In the end, we still managed to bag the summit via the standard Northwest Ridge route. Our success, however was bittersweet considering that we'd somehow botched our original plan. No matter though, t'was a fun weekend in sublime surroundings nonetheless. Paul sacked-out early that second night at camp while I sat around and watched the sun set on familiar peaks. Mesahchie, Logan, Forbidden (with Goode peeking), Formidable and the peaks of the Ptarmigan Traverse farther in the distance. Then there's Johannesburg - as Jim Nelson puts it, "...a taunt, a dare, an invitation." Damn you Johannesburg! Overhead, clouds continued their advance eastward while the summit of Eldorado Peak was already engulfed in fog. Good! At least that way I won't feel compelled to run up and tag the summit the next morning. I took one final swig of whiskey and called it a night myself. Zzz...

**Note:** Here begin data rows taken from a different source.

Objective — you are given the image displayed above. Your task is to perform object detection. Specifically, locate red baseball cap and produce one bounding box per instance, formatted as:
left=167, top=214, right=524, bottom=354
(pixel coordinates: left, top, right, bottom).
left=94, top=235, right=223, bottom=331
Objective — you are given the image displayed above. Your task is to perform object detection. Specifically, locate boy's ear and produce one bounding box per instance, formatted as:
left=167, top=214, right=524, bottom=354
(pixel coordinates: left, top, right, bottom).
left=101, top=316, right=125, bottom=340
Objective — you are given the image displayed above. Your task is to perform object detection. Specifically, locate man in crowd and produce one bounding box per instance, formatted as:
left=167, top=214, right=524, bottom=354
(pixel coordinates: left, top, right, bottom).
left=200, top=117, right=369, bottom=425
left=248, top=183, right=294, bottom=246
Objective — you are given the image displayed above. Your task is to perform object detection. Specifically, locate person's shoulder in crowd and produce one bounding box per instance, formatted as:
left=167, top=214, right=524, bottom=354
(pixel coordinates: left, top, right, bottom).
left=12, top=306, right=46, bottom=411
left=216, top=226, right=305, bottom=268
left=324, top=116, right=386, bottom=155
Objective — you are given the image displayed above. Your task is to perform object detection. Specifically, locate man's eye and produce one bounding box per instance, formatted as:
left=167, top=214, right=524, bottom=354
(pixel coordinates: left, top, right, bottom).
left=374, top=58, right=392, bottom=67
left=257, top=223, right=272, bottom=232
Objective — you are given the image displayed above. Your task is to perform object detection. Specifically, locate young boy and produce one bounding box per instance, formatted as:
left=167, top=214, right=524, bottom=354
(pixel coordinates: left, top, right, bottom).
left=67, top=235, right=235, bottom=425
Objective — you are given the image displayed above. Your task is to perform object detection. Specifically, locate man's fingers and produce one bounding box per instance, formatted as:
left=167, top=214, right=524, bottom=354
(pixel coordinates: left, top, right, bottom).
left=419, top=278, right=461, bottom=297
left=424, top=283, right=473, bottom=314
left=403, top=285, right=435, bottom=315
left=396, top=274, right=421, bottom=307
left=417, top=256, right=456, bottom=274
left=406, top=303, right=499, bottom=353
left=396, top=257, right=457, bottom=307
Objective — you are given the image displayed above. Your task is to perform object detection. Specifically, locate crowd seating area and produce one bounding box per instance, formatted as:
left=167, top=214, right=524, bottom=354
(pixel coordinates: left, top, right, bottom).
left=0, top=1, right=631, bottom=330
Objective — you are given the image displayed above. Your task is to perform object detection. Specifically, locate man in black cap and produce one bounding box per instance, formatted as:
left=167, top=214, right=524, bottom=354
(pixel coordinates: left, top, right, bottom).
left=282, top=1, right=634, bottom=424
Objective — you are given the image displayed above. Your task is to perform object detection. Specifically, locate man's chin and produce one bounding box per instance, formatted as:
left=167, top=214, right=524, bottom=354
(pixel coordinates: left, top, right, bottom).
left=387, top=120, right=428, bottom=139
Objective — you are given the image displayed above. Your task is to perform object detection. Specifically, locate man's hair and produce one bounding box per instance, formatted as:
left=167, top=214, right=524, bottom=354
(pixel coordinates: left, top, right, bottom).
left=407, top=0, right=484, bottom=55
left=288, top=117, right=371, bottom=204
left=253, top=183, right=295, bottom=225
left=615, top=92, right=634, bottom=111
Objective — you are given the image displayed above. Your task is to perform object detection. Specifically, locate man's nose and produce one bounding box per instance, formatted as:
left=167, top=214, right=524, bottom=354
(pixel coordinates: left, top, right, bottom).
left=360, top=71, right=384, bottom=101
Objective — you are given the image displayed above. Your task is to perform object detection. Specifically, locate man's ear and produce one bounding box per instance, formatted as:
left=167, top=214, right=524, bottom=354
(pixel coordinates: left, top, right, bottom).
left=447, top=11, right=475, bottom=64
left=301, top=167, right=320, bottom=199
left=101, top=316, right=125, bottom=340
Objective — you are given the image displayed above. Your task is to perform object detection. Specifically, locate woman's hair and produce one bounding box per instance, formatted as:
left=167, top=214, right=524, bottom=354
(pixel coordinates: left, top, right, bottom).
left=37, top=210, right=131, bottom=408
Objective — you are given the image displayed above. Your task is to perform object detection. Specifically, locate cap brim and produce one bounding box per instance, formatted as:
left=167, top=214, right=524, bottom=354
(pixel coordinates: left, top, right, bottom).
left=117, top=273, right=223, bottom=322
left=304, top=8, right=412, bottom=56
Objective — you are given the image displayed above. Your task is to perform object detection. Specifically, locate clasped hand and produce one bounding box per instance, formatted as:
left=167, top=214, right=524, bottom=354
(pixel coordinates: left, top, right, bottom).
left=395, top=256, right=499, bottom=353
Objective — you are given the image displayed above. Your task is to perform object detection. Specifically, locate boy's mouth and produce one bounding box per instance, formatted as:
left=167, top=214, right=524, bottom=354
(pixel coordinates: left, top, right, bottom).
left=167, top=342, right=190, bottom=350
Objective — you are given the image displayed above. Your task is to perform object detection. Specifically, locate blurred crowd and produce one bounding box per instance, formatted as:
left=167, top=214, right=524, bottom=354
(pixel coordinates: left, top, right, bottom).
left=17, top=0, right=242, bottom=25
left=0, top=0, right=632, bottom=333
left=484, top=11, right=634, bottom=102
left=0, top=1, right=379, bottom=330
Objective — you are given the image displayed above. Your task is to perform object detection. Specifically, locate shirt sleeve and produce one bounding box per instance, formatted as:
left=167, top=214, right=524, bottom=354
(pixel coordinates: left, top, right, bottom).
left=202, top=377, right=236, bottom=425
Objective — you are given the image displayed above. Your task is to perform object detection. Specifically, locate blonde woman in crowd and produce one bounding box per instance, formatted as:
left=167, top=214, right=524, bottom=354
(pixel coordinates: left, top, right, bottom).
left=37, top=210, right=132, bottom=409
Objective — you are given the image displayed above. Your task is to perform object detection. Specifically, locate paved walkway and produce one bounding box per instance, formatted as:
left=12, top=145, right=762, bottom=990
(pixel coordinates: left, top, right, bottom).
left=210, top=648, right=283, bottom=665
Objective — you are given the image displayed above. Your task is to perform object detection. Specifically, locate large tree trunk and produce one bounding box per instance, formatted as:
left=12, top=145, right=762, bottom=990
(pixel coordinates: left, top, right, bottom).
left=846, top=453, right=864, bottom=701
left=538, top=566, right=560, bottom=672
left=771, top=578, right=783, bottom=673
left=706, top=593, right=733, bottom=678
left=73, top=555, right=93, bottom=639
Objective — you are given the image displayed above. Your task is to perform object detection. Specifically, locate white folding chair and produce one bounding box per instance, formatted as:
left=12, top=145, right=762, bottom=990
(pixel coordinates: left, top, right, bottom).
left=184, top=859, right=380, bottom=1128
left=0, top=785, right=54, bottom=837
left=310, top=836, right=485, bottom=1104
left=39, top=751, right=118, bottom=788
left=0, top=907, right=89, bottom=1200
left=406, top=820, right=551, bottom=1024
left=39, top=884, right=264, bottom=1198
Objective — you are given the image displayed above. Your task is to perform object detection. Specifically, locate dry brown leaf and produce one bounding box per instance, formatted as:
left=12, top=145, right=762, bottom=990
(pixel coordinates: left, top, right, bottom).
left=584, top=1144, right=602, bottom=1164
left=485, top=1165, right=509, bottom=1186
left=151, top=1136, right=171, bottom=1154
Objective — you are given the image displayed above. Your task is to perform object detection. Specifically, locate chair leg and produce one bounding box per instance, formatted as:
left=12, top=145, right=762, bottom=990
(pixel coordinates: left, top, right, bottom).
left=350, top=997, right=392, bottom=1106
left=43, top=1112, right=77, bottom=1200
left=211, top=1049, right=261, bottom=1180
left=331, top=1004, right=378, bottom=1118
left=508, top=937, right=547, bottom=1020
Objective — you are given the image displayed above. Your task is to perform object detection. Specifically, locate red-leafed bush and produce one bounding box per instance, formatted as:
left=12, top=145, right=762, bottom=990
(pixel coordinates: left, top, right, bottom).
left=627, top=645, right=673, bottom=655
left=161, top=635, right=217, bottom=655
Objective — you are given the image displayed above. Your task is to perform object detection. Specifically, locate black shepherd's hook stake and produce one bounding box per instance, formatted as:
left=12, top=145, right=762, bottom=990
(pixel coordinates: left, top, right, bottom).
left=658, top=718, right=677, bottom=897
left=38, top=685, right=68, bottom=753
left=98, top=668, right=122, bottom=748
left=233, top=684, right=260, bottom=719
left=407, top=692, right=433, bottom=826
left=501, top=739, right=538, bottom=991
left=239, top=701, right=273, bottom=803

We encountered continuous snow shortly beyond the boulder field and stopped at the Eldorado-Rouch divide for a short rest and a bite to eat. Descending the snow-free gully from the ridge, we continued up snow to gain the toe of Eldorado Glacier and above. We found a suitable snow-free camp spot that was sheltered from the wind a bit above where the more obvious East Ridge bivy sites are. We made a descending, leftward traverse from the Inspiration-McAllister Col aiming for the right-side of the Eldorado-Dorado Needle Col. We stopped here for a rest and blue bag before descending the other-side of the col. Following a loose scree ramp at right, we were able to reach a snow finger and then traverse onto the unnamed glacier below. There was a large moat/wind scoop just below this spot that would have been hard to climb back out of had we simply chosen to descend the gully.
Paralleling the prominent South-Southwest Buttress to our right, we descended the glacier for about 600-ft until able to traverse right and round a snowy bench to reach steep snow slopes beneath a large alcove (less snow later in season may require more elevation loss). We then climbed up hard and steepening snow into the alcove, aiming for a moat near the apex of the snow slope just beneath an obvious chimney. We assumed the correct gully to be the one trending left on the left-side of this chimney. A pitch brought up to the mouth of the gully indicated by the red X. Paul made it some distance above the cave visible near the bottom of the gully before eventually having me lower him back down. The blue arrow indicates what we believe is the correct gully (or it may be even further left).
We still had plenty of time to complete the standard Northwest Ridge route and so humped back up to the Eldorado-Dorado Needle Col and slogged to the notch that marks the start of the route. Continuous snow all to way to the ridge crest eliminated the short pitch of low-fifth rock typically encountered before reaching the notch proper. We finally reached the summit after two or three short pitches on reasonably sound rock. The climbing was fun, but entirely too short. The much anticipated cheval section (immediately below me in photo) turned out being an exposed 15-foot finger traverse that is over with after no more than two or three hand-over-hand moves. We searched briefly for the summit register, but none was to be found. We retraced our route down the ridge, making one short rappel back to the notch and another down steep snow below the notch (Paul was easily able to plunge-step down).
Once off the rock, we plodded back across the McAllister and Inspiration Glaciers, arriving in camp late that afternoon. As we'd originally planned on staying two nights anyway, Paul and I had dinner and retired to the tent shortly thereafter. Clouds were building later that evening and lenticulars could be seen hovering over Ragged Ridge. We awoke to overcast skies and occasional drizzle that next morning and so promptly packed up and made for the beer stashed near where we crossed the Cascade River. Without a doubt the Inspiration-McAllister-Klawatti Ice Cap area is hard to beat, but this is my 5th time up that damn Eldorado trail. Southwest Buttress or not, it'll be a LONG time before I go back!